A Scientific and Educational Space Experiment on the SiriusSat-1,2 Satellites

2020 
The results of a scientific and educational experiment on the SiriusSat-1 and SiriusSat-2 spacecraft carried out in Russia in the format Cubesat 1U+ are presented. The launch of two Sirius Sat-1,2 spacecraft was carried out on August 15, 2018 by astronauts from the ISS. The payload of the SiriusSat satellites is a detector based on several optically connected scintillators; it registers charged particles and $$\gamma$$ -quanta in the energy release range of 0.3–3 MeV. The measurement mode provides both second-by-second monitoring and a detailed mode fixing the energy of each particle or quantum, as well as the corresponding time instant with a microsecond accuracy.
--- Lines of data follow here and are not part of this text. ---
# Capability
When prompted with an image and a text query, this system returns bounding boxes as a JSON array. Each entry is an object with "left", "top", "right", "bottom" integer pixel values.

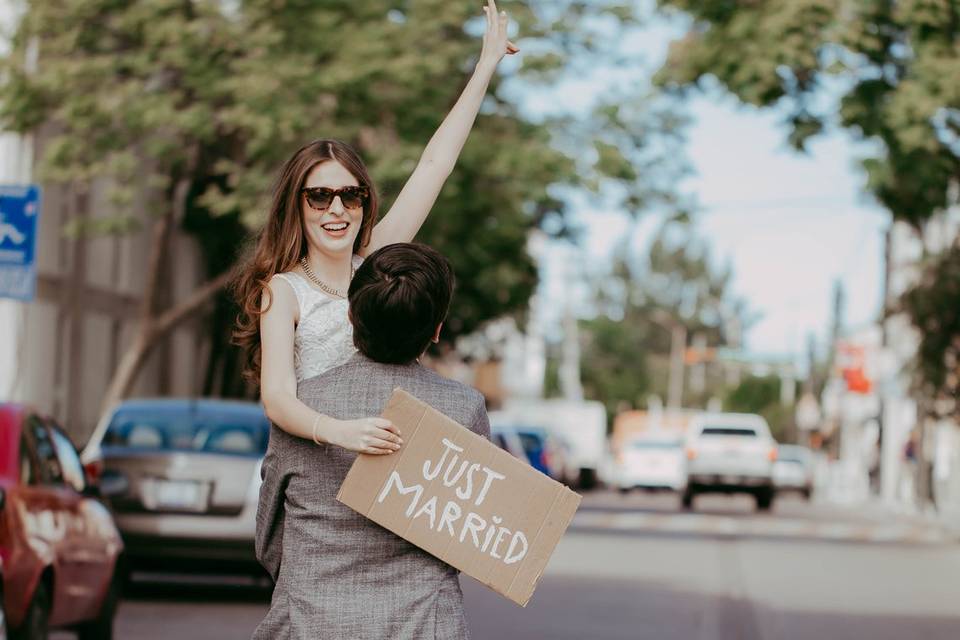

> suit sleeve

[
  {"left": 254, "top": 436, "right": 289, "bottom": 582},
  {"left": 470, "top": 393, "right": 490, "bottom": 440}
]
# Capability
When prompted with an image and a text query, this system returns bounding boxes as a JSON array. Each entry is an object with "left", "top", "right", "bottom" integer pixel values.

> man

[{"left": 254, "top": 243, "right": 490, "bottom": 640}]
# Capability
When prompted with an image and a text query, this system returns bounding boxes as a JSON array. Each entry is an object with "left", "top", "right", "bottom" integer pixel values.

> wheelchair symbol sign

[{"left": 0, "top": 185, "right": 40, "bottom": 300}]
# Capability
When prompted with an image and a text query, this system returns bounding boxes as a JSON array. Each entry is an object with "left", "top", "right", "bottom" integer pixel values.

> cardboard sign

[{"left": 337, "top": 389, "right": 580, "bottom": 606}]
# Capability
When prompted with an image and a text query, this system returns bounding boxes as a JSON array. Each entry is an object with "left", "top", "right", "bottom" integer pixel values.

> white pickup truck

[{"left": 683, "top": 413, "right": 777, "bottom": 511}]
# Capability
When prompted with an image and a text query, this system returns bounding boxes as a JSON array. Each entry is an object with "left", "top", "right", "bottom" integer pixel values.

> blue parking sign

[{"left": 0, "top": 184, "right": 40, "bottom": 301}]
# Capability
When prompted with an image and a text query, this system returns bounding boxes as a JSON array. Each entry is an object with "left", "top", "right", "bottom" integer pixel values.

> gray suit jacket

[{"left": 254, "top": 354, "right": 490, "bottom": 640}]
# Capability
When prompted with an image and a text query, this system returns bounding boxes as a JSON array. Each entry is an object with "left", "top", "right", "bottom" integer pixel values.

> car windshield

[
  {"left": 778, "top": 449, "right": 807, "bottom": 463},
  {"left": 517, "top": 431, "right": 543, "bottom": 452},
  {"left": 629, "top": 440, "right": 680, "bottom": 449},
  {"left": 701, "top": 427, "right": 757, "bottom": 437},
  {"left": 103, "top": 406, "right": 270, "bottom": 455}
]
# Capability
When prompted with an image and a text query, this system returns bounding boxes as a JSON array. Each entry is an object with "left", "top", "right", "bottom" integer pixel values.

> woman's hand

[
  {"left": 330, "top": 418, "right": 403, "bottom": 455},
  {"left": 478, "top": 0, "right": 520, "bottom": 71}
]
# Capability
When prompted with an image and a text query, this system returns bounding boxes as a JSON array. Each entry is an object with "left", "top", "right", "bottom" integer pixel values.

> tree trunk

[
  {"left": 100, "top": 168, "right": 232, "bottom": 415},
  {"left": 100, "top": 271, "right": 232, "bottom": 415}
]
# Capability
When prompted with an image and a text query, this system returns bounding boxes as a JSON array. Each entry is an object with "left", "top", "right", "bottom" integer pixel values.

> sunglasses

[{"left": 300, "top": 187, "right": 370, "bottom": 211}]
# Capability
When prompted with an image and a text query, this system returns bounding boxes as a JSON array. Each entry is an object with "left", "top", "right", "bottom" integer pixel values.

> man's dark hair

[{"left": 348, "top": 242, "right": 454, "bottom": 364}]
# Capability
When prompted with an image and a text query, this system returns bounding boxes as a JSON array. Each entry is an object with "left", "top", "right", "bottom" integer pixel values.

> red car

[{"left": 0, "top": 404, "right": 123, "bottom": 640}]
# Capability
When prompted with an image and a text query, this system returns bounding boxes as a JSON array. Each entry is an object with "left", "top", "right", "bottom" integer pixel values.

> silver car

[
  {"left": 84, "top": 399, "right": 270, "bottom": 574},
  {"left": 683, "top": 413, "right": 777, "bottom": 511}
]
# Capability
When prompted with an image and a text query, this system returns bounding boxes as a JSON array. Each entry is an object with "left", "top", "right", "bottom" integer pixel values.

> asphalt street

[{"left": 53, "top": 492, "right": 960, "bottom": 640}]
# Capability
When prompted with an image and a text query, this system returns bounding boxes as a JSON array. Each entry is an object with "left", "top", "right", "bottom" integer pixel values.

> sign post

[{"left": 0, "top": 185, "right": 40, "bottom": 302}]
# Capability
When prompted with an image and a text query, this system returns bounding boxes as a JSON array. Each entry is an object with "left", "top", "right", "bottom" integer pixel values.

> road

[{"left": 54, "top": 492, "right": 960, "bottom": 640}]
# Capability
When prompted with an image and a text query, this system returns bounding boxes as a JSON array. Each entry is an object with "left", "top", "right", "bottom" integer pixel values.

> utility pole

[
  {"left": 667, "top": 322, "right": 687, "bottom": 410},
  {"left": 871, "top": 225, "right": 896, "bottom": 500}
]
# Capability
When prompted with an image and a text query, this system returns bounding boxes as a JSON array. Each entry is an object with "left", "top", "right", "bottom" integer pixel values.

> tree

[
  {"left": 582, "top": 215, "right": 748, "bottom": 416},
  {"left": 657, "top": 0, "right": 960, "bottom": 416},
  {"left": 723, "top": 375, "right": 795, "bottom": 442},
  {"left": 0, "top": 0, "right": 660, "bottom": 406},
  {"left": 900, "top": 244, "right": 960, "bottom": 420}
]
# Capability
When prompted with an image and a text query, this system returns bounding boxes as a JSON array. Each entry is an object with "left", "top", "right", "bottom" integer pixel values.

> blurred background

[{"left": 0, "top": 0, "right": 960, "bottom": 639}]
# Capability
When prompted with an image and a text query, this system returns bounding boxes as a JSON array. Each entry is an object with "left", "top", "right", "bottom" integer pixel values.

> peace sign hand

[{"left": 480, "top": 0, "right": 520, "bottom": 67}]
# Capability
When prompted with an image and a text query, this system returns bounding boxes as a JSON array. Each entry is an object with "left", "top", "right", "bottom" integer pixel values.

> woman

[{"left": 235, "top": 0, "right": 518, "bottom": 455}]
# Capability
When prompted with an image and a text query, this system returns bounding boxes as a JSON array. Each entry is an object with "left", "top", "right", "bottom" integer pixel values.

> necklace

[{"left": 300, "top": 256, "right": 353, "bottom": 298}]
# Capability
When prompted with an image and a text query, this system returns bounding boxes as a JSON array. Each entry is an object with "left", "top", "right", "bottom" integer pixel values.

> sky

[{"left": 523, "top": 3, "right": 889, "bottom": 362}]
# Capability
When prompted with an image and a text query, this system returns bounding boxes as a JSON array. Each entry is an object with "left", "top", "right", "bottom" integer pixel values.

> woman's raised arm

[{"left": 361, "top": 0, "right": 519, "bottom": 255}]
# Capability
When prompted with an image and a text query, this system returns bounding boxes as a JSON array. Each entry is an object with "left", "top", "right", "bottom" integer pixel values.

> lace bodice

[{"left": 275, "top": 256, "right": 363, "bottom": 382}]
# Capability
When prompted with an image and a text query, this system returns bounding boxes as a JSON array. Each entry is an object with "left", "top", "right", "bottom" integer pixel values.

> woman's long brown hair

[{"left": 232, "top": 140, "right": 379, "bottom": 384}]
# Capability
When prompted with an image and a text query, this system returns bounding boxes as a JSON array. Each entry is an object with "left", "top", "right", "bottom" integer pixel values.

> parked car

[
  {"left": 683, "top": 413, "right": 777, "bottom": 511},
  {"left": 84, "top": 398, "right": 270, "bottom": 575},
  {"left": 614, "top": 434, "right": 687, "bottom": 492},
  {"left": 0, "top": 404, "right": 123, "bottom": 640},
  {"left": 490, "top": 424, "right": 529, "bottom": 462},
  {"left": 773, "top": 444, "right": 813, "bottom": 500}
]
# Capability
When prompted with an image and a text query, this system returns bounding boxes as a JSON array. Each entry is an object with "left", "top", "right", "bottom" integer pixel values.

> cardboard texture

[{"left": 337, "top": 389, "right": 580, "bottom": 606}]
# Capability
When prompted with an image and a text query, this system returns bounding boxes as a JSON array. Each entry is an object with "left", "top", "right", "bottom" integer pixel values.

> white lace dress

[{"left": 274, "top": 256, "right": 363, "bottom": 382}]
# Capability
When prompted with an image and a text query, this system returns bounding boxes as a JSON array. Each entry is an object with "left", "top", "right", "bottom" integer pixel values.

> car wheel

[
  {"left": 754, "top": 490, "right": 773, "bottom": 511},
  {"left": 10, "top": 580, "right": 51, "bottom": 640},
  {"left": 77, "top": 567, "right": 123, "bottom": 640}
]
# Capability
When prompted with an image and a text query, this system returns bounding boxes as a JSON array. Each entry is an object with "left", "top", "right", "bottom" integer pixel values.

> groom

[{"left": 253, "top": 243, "right": 490, "bottom": 640}]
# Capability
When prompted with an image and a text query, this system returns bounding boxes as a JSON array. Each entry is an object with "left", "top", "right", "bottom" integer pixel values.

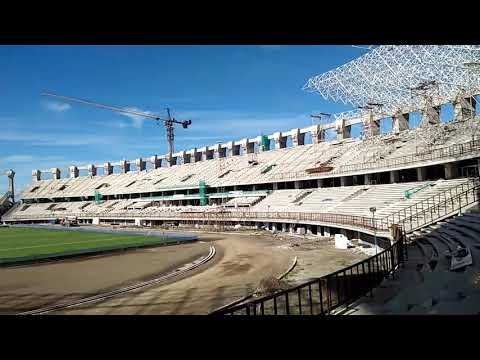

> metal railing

[
  {"left": 272, "top": 139, "right": 480, "bottom": 180},
  {"left": 212, "top": 234, "right": 406, "bottom": 315},
  {"left": 377, "top": 178, "right": 480, "bottom": 232}
]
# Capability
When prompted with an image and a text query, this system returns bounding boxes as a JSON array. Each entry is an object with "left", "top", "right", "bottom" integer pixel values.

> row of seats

[{"left": 22, "top": 120, "right": 478, "bottom": 199}]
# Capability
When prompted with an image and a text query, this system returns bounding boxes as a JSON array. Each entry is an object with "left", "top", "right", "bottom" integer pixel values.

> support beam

[
  {"left": 103, "top": 162, "right": 113, "bottom": 175},
  {"left": 444, "top": 163, "right": 458, "bottom": 180},
  {"left": 335, "top": 118, "right": 352, "bottom": 140},
  {"left": 362, "top": 113, "right": 380, "bottom": 138},
  {"left": 290, "top": 128, "right": 305, "bottom": 146},
  {"left": 69, "top": 165, "right": 78, "bottom": 178},
  {"left": 273, "top": 132, "right": 287, "bottom": 149},
  {"left": 390, "top": 170, "right": 400, "bottom": 184},
  {"left": 392, "top": 113, "right": 410, "bottom": 134},
  {"left": 120, "top": 160, "right": 130, "bottom": 174},
  {"left": 150, "top": 155, "right": 162, "bottom": 169},
  {"left": 417, "top": 167, "right": 427, "bottom": 181},
  {"left": 51, "top": 168, "right": 60, "bottom": 180},
  {"left": 135, "top": 158, "right": 147, "bottom": 172},
  {"left": 452, "top": 96, "right": 477, "bottom": 121},
  {"left": 421, "top": 106, "right": 440, "bottom": 127},
  {"left": 32, "top": 170, "right": 42, "bottom": 182}
]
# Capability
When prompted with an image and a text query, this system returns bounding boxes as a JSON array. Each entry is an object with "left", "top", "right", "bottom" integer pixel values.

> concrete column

[
  {"left": 32, "top": 170, "right": 42, "bottom": 182},
  {"left": 363, "top": 114, "right": 380, "bottom": 137},
  {"left": 417, "top": 167, "right": 427, "bottom": 181},
  {"left": 135, "top": 158, "right": 147, "bottom": 172},
  {"left": 150, "top": 155, "right": 162, "bottom": 169},
  {"left": 103, "top": 162, "right": 113, "bottom": 175},
  {"left": 392, "top": 113, "right": 410, "bottom": 134},
  {"left": 452, "top": 97, "right": 477, "bottom": 121},
  {"left": 51, "top": 168, "right": 60, "bottom": 180},
  {"left": 291, "top": 128, "right": 305, "bottom": 146},
  {"left": 335, "top": 119, "right": 352, "bottom": 140},
  {"left": 307, "top": 225, "right": 312, "bottom": 235},
  {"left": 297, "top": 226, "right": 305, "bottom": 235},
  {"left": 310, "top": 125, "right": 325, "bottom": 144},
  {"left": 120, "top": 160, "right": 130, "bottom": 174},
  {"left": 444, "top": 163, "right": 458, "bottom": 180},
  {"left": 323, "top": 226, "right": 330, "bottom": 237},
  {"left": 273, "top": 132, "right": 287, "bottom": 149},
  {"left": 390, "top": 170, "right": 400, "bottom": 184},
  {"left": 365, "top": 174, "right": 372, "bottom": 185},
  {"left": 421, "top": 106, "right": 440, "bottom": 127},
  {"left": 69, "top": 165, "right": 78, "bottom": 178}
]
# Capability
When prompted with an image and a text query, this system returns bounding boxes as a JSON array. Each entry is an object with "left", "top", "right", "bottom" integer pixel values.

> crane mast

[{"left": 41, "top": 92, "right": 192, "bottom": 165}]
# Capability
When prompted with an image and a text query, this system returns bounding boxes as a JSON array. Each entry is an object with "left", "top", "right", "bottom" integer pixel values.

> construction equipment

[{"left": 41, "top": 92, "right": 192, "bottom": 165}]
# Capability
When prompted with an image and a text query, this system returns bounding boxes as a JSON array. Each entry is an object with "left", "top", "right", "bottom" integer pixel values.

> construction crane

[
  {"left": 0, "top": 169, "right": 15, "bottom": 202},
  {"left": 41, "top": 91, "right": 192, "bottom": 165}
]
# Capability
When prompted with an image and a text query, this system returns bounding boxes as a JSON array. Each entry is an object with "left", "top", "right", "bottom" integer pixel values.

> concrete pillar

[
  {"left": 444, "top": 163, "right": 458, "bottom": 180},
  {"left": 307, "top": 225, "right": 312, "bottom": 235},
  {"left": 335, "top": 119, "right": 352, "bottom": 140},
  {"left": 291, "top": 128, "right": 305, "bottom": 146},
  {"left": 51, "top": 168, "right": 60, "bottom": 180},
  {"left": 69, "top": 165, "right": 78, "bottom": 178},
  {"left": 273, "top": 132, "right": 287, "bottom": 149},
  {"left": 135, "top": 158, "right": 147, "bottom": 172},
  {"left": 32, "top": 170, "right": 42, "bottom": 182},
  {"left": 297, "top": 226, "right": 305, "bottom": 235},
  {"left": 390, "top": 170, "right": 400, "bottom": 184},
  {"left": 417, "top": 167, "right": 427, "bottom": 181},
  {"left": 103, "top": 162, "right": 113, "bottom": 175},
  {"left": 150, "top": 155, "right": 162, "bottom": 169},
  {"left": 229, "top": 141, "right": 240, "bottom": 156},
  {"left": 364, "top": 174, "right": 372, "bottom": 185},
  {"left": 323, "top": 226, "right": 330, "bottom": 237},
  {"left": 120, "top": 160, "right": 130, "bottom": 174},
  {"left": 452, "top": 96, "right": 477, "bottom": 121},
  {"left": 392, "top": 113, "right": 410, "bottom": 134},
  {"left": 421, "top": 106, "right": 440, "bottom": 127},
  {"left": 363, "top": 113, "right": 380, "bottom": 137},
  {"left": 310, "top": 125, "right": 325, "bottom": 144},
  {"left": 340, "top": 176, "right": 353, "bottom": 186}
]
Each satellite transmits $${\sim}100$$ kB of scientific data daily, which are available on the space weather server of the Skobeltsyn Institute of Nuclear Physics, Moscow State University. During the flight, the variations in the precipitating and quasi-trapped electron fluxes of the outer Earth radiation belt and at the border of the South Atlantic Anomaly, and the dynamics of the particle fluxes and gamma rays depending on geomagnetic conditions have been studied. Additional possibilities are provided by the analysis of the passage of the areas of captured or precipitating particles by two closely flying satellites.